In other words, I couldn’t mask anymore.

I couldn’t keep doing this thing that I didn’t even realize I was doing for a decade.

Regardless, I went on for the next couple years trying to “tough it out” and “overcome it again” because that’s what I’ve always been expected to do. I went to therapy. I went on medication. I went through a handful of church mentors. But nothing was helping.

Not until I got connected with the most wonderful faith mentor I’ve ever had, who is also neurodivergent.

That began a whole process of exploring the possibility of still being autistic. I started doing research, which of course had to be much more than Google searches, because those are dangerous in this area. I started talking to other autistic adults. I started discovering that a few people I know personally are autistic and I had no idea. I started reading memoirs by autistic authors. I started learning what it actually means to be autistic, that stereotypes don’t apply to all of us (or even most of us), and started hearing, for the first time, that autism is actually a positive and valid thing.


Wait, so you mean that it’s more than just social struggles. Hyperfixation, sensory overwhelm, picky eating, and a whole list of other things… that’s all part of it too? And it’s not a shameful thing I have to feel bad about? There’s nothing wrong with me? Autism doesn’t have a “look”? It doesn’t need to be cured? It’s not just a side thing but literally our entire brains that make us who we are?

Come age 26, I finally decided to pursue a diagnosis. It was more curiosity than anything; I wanted to get a professional opinion (which, despite how people want to dress it up, that’s exactly what an autism diagnosis is, especially for adults: an opinion). And sure enough, I’m autistic. Always have been and always will be.

And I’ve finally gotten to a place where I’m not only unashamed, but proud to wear that label.

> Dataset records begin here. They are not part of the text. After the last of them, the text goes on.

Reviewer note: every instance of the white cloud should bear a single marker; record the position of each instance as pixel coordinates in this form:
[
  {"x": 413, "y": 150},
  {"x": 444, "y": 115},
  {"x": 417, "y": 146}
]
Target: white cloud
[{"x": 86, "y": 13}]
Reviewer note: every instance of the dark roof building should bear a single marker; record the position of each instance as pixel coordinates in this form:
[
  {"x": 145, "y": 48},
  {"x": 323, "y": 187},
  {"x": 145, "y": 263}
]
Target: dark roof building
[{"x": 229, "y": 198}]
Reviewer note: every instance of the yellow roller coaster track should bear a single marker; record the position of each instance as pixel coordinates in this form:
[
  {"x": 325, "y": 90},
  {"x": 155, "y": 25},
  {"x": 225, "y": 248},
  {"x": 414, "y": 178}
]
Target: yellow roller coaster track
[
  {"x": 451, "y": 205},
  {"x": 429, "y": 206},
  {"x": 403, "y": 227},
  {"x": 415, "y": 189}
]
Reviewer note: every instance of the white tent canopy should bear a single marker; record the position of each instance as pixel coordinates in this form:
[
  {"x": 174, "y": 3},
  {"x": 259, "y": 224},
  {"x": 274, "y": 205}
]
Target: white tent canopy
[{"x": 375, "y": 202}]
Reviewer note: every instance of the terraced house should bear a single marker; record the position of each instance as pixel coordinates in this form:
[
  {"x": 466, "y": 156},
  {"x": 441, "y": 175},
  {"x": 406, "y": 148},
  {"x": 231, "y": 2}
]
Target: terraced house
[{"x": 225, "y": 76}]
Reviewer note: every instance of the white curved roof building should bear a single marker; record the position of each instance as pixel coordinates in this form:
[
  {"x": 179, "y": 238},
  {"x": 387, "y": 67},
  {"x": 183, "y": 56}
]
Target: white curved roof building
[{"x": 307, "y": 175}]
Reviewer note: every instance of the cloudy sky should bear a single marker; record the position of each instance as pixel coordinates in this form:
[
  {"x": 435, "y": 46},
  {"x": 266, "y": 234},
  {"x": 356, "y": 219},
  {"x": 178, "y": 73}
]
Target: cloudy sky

I’m no less of a Christian or a human being because of it.

Miya Sue

Miya Sae is an autistic Christian and an aspiring author. She graduated from Northern Arizona University with a Bachelor of Social Work degree in 2016. Diagnosed at age 26, she has become an autism advocate and strives to bring hope and encouragement to other misunderstood, neurodivergent Christians like herself.

Miya became a willing Christian at age 14 after a dramatic and unforgettable encounter with God. Since then she has been passionate about sharing the love of Christ with anyone who desires to listen. She currently lives in Arizona with her husband and their two feline children, Nebby and Mochi.

One reply on “I Was Autistic. Then I Wasn’t. Then I Was Again.”
  1. says: Ali

    Congratulations Miya! (I hope I spelt that right!) It took me till much later, my fifties, to get my diagnosis. It has helped me so much to understand how my life has been. I was interested in what you said about faith and its ‘effect’ on your autism. When I became a Buddhist in 2001 a similar thing happened. (I hadn’t been diagnosed by then and thought I was a manic depressive – the last label I had been given). I found belief and being part of a largely mentally positive community, really boosted my confidence and gave me a lot of energy. But like you when other life challenges came on I struggled again. At one point I thought it was because I wasn’t practicing correctly and had many doubts about myself and the members of my faith community. Then a friend, and leader, had their diagnosis and we have learnt so much from one another about autism and being a person of faith with autism. One surprise was that not all reactions to us within our faith community are positive. I suppose I assumed that people with positive philosophies would have respect and positive reactions to everyone. But of course everyone has some human failings, even people of faith. I have learnt now to stand up for myself in a positive and non-threatening way. Good luck with all that you do! Thank you again for sharing your experiences! You seem very wise!